When i run this query in data bricks i get the following error
[INVALID_SUBQUERY_EXPRESSION.SCALAR_SUBQUERY_RETURN_MORE_THAN_ONE_OUTPUT_COLUMN] Invalid subquery: Scalar subquery must return only one column, but got 3. SQLSTATE: 42823
`select
all.a,
all.b,
all.c
from com a11
join fam_grp a12
on ((a11.mkt_id || a11.brd_id) = (a12.mkt_id || a12.brd_id) and
a11.dataset = a12.dataset)
where ((a11.cust_id,
a11.mkt_id,
a11.o_cust_id)
in (((select pc21.cust_id,
pc21.mkt_id_1,
pc21.o_cust_id
from ZZMD00 pc21
group by pc21.cust_id,
pc21.mkt_id_1,
pc21.o_cust_id)
intersect (select pc21.cust_id,
pc21.mkt_id_1,
pc21.o_cust_id
from ZZMD01 pc21
group by pc21.cust_id,
pc21.mkt_id_1,
pc21.o_cust_id)))
and a11.dataset in ('C'))
group by
all.a,
all.b,
all.c`
I believe i get the issue after the where clause using a sub query, i guess that is causing the error.
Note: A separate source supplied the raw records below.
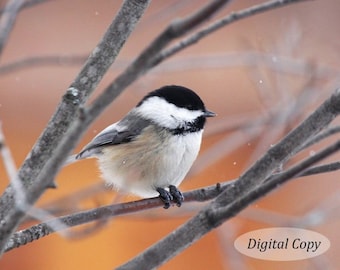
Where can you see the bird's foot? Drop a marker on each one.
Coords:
(172, 195)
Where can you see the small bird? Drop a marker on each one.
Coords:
(151, 149)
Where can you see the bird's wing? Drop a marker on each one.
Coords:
(114, 134)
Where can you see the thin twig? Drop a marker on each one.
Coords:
(7, 20)
(233, 17)
(215, 214)
(7, 157)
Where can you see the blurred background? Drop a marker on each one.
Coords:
(262, 76)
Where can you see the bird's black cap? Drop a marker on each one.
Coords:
(178, 95)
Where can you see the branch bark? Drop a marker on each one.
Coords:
(38, 231)
(87, 80)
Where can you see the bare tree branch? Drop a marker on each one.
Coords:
(233, 17)
(90, 75)
(227, 204)
(7, 156)
(198, 195)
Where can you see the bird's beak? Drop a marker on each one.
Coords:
(209, 114)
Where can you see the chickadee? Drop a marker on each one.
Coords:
(150, 150)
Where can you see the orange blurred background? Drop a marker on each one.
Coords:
(243, 72)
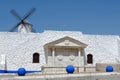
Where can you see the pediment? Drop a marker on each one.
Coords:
(66, 42)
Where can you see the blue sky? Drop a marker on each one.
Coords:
(87, 16)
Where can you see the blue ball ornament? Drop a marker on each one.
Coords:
(70, 69)
(21, 71)
(109, 69)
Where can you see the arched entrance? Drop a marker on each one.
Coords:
(35, 58)
(89, 58)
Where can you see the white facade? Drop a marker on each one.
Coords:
(56, 48)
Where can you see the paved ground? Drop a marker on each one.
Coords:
(80, 76)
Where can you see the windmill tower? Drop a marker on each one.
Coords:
(23, 25)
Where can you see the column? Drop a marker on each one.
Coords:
(79, 59)
(53, 55)
(79, 55)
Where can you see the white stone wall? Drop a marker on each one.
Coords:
(19, 47)
(103, 47)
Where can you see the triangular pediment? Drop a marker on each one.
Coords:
(66, 42)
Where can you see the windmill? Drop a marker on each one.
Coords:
(23, 25)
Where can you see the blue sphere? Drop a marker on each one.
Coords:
(109, 69)
(70, 69)
(21, 72)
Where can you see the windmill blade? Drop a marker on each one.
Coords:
(11, 30)
(29, 13)
(15, 14)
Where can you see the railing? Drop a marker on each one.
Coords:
(60, 69)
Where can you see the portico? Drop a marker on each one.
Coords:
(65, 51)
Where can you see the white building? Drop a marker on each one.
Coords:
(56, 48)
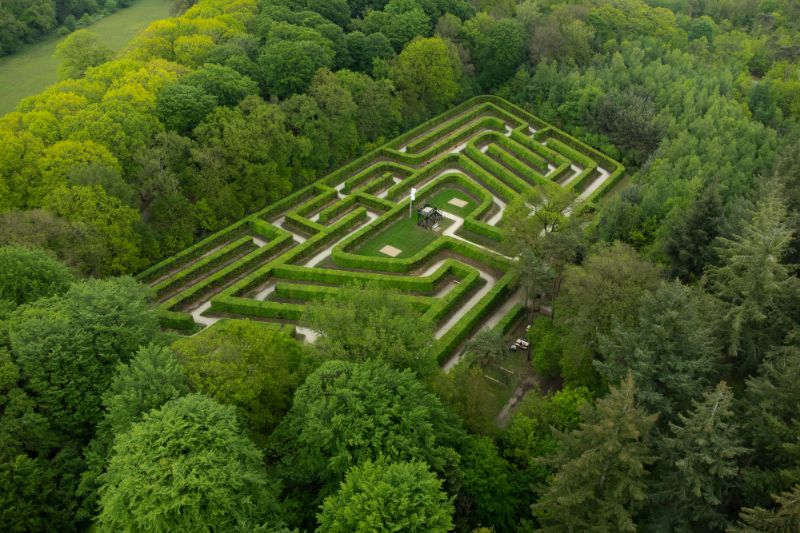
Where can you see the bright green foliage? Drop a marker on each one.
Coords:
(755, 284)
(427, 73)
(346, 413)
(546, 347)
(27, 274)
(699, 465)
(228, 86)
(384, 496)
(289, 65)
(603, 293)
(67, 347)
(185, 467)
(62, 159)
(253, 366)
(497, 47)
(363, 323)
(181, 106)
(81, 50)
(151, 378)
(600, 480)
(672, 351)
(781, 520)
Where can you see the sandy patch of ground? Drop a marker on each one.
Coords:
(391, 251)
(458, 202)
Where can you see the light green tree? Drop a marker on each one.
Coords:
(382, 496)
(67, 347)
(186, 467)
(80, 50)
(152, 378)
(346, 413)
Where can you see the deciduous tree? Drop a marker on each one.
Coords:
(382, 496)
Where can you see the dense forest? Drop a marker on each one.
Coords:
(672, 334)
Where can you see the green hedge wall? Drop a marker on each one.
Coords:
(447, 344)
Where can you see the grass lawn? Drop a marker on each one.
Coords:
(33, 68)
(403, 235)
(441, 198)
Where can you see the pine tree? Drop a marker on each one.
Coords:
(600, 480)
(672, 351)
(689, 244)
(772, 414)
(755, 283)
(699, 465)
(784, 519)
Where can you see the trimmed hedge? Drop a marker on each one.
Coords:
(479, 175)
(227, 274)
(518, 166)
(306, 293)
(176, 320)
(445, 306)
(230, 252)
(191, 253)
(447, 344)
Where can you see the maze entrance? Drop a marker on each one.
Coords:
(354, 225)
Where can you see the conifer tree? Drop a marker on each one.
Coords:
(698, 465)
(600, 480)
(672, 351)
(772, 412)
(784, 519)
(755, 283)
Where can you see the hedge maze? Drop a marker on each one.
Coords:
(354, 225)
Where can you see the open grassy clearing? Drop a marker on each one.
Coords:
(403, 235)
(33, 67)
(443, 198)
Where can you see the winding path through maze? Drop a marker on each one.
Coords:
(469, 162)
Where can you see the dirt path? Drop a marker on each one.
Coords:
(504, 416)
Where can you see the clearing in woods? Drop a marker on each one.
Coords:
(33, 68)
(346, 227)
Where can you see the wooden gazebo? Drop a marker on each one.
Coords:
(428, 217)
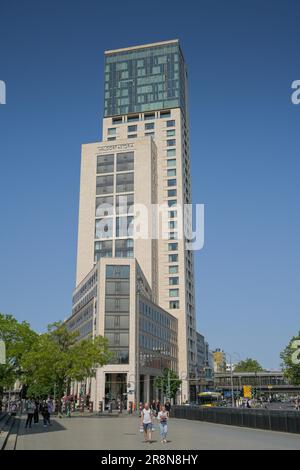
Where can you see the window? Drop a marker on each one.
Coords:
(125, 183)
(171, 162)
(173, 292)
(173, 246)
(165, 114)
(171, 172)
(103, 249)
(117, 120)
(125, 161)
(105, 163)
(104, 228)
(173, 269)
(133, 118)
(149, 116)
(104, 206)
(125, 204)
(124, 248)
(172, 202)
(172, 192)
(105, 184)
(112, 131)
(124, 226)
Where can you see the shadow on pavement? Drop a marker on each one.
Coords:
(38, 428)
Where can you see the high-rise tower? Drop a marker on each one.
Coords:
(144, 156)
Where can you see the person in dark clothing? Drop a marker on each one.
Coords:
(30, 412)
(36, 412)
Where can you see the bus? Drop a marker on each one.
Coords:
(210, 399)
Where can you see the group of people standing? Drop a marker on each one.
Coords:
(149, 414)
(36, 407)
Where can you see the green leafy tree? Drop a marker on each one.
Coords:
(291, 360)
(19, 339)
(58, 358)
(248, 365)
(169, 383)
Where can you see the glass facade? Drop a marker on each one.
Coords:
(144, 79)
(117, 294)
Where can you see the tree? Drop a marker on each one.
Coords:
(291, 360)
(59, 357)
(19, 339)
(169, 383)
(248, 365)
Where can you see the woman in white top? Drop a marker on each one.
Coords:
(146, 422)
(163, 417)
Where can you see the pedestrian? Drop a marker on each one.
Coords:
(45, 413)
(147, 422)
(30, 407)
(36, 412)
(163, 417)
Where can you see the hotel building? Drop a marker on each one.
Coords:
(142, 161)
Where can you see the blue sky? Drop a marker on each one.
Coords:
(242, 57)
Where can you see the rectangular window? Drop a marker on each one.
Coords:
(125, 204)
(103, 249)
(104, 228)
(172, 202)
(173, 246)
(173, 269)
(125, 161)
(124, 248)
(133, 118)
(124, 226)
(173, 292)
(125, 183)
(172, 192)
(105, 164)
(105, 184)
(148, 116)
(171, 162)
(171, 172)
(104, 206)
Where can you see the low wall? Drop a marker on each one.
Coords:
(272, 420)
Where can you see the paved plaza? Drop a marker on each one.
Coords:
(111, 433)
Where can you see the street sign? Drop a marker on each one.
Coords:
(2, 352)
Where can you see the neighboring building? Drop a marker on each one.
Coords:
(219, 361)
(144, 156)
(115, 300)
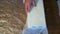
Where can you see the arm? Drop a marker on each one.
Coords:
(27, 5)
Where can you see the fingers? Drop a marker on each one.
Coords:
(27, 8)
(33, 2)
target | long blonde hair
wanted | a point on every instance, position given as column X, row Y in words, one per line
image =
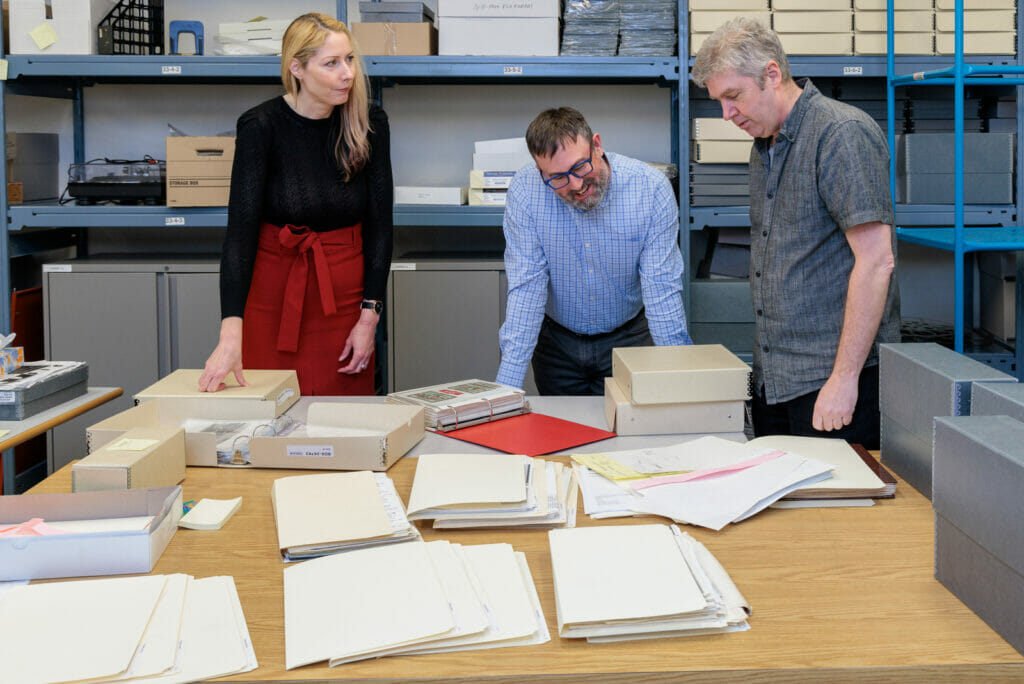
column 306, row 35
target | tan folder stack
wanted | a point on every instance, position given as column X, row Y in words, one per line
column 698, row 388
column 493, row 490
column 162, row 628
column 410, row 598
column 331, row 512
column 814, row 27
column 640, row 582
column 989, row 27
column 913, row 27
column 719, row 141
column 706, row 15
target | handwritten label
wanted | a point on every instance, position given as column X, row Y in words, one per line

You can't use row-comparators in your DBMS, so IN
with multiple columns doesn't work.
You need to use EXISTS
with either INTERSECT
or an inner WHERE
filter.
Also, given that you are using an EXISTS
or IN
, using GROUP BY
in the subquery doesn't make much sense anyway.
select
all.a,
all.b,
all.c
from com a11
join fam_grp a12
on a11.mkt_id = a12.mkt_id
and a11.brd_id = a12.brd_id
and a11.dataset = a12.dataset
where exists (
select
a11.cust_id,
a11.mkt_id,
a11.o_cust_id
intersect
select
pc21.cust_id,
pc21.mkt_id_1,
pc21.o_cust_id
from ZZMD00 pc21
intersect
select
pc21.cust_id,
pc21.mkt_id_1,
pc21.o_cust_id
from ZZMD01 pc21
)
and a11.dataset in ('C')
group by
all.a,
all.b,
all.c;
Alternatively
select
all.a,
all.b,
all.c
from com a11
join fam_grp a12
on a11.mkt_id = a12.mkt_id
and a11.brd_id = a12.brd_id
and a11.dataset = a12.dataset
where exists (select 1
from ZZMD00 pc21
where a11.cust_id = pc21.cust_id
and a11.mkt_id = pc21.mkt_id
and a11.o_cust_id = pc21.o_cust_id
intersect
select
pc21.cust_id,
pc21.mkt_id_1,
pc21.o_cust_id
from ZZMD01 pc21
)
and a11.dataset in ('C')
group by
all.a,
all.b,
all.c;
You can also do this as separate where
predicates.
select
all.a,
all.b,
all.c
from com a11
join fam_grp a12
on a11.mkt_id = a12.mkt_id
and a11.brd_id = a12.brd_id
and a11.dataset = a12.dataset
where exists (select 1
from ZZMD00 pc21
where a11.cust_id = pc21.cust_id
and a11.mkt_id = pc21.mkt_id
and a11.o_cust_id = pc21.o_cust_id
)
and exists (select 1
from ZZMD01 pc21
where a11.cust_id = pc21.cust_id
and a11.mkt_id = pc21.mkt_id
and a11.o_cust_id = pc21.o_cust_id
)
and a11.dataset in ('C')
group by
all.a,
all.b,
all.c;
I'm not sure why you are concatting mkt_id
and brd_id
, but it's unlikely to be correct or performant.